Rural health care access has challenges

Rural health care access has challenges

Cost-sharing and limiting out-of-pocket medical expenses will be crucial for many rural families under new Affordable Care Act.

RURAL Americans face unique barriers with regard to health care services. At the latest meeting of the White House Rural Council, Agriculture Secretary Tom Vilsack said there was a special focus on expanding rural access to health care.

New investments in medical facilities, expanded information technology (IT) and stronger veterans' health care services can help meet these challenges, Vilsack said. He anticipated that more announcements would be coming in the weeks and months ahead to strengthen rural health care capacity.

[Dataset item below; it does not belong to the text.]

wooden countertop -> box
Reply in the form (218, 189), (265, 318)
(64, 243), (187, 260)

Last week, the U.S. Department of Health & Human Services awarded $4 million through its Rural Health Information Technology Program to recruit, educate, train and retain health IT specialists in rural America. These awards will allow 15 organizations across the nation to train more health care workers in the specialized technology needed to better manage records and deliver remote services in rural America.

"As these services are expanded, more folks in rural areas will see streamlined management of health care records," Vilsack said. "Service will be more efficient, and it will be easier for specialists to help provide remote consultations through innovative new technology."

Rural Council members also discussed ongoing efforts to expand health care services to veterans, in partnership with community organizations.

Right now, the Department of Veterans Affairs is accepting applications under its Rural Veterans Coordination Pilot. This effort seeks to partner with five organizations, for two years each, to help reach out to rural veterans and their families with information on programs that could help them.

 

Health care options

Beginning Oct. 1, Americans will face a new world of health insurance purchasing, Jon Bailey, director of rural research and analysis at the Center for Rural Affairs, wrote in a new report from the center.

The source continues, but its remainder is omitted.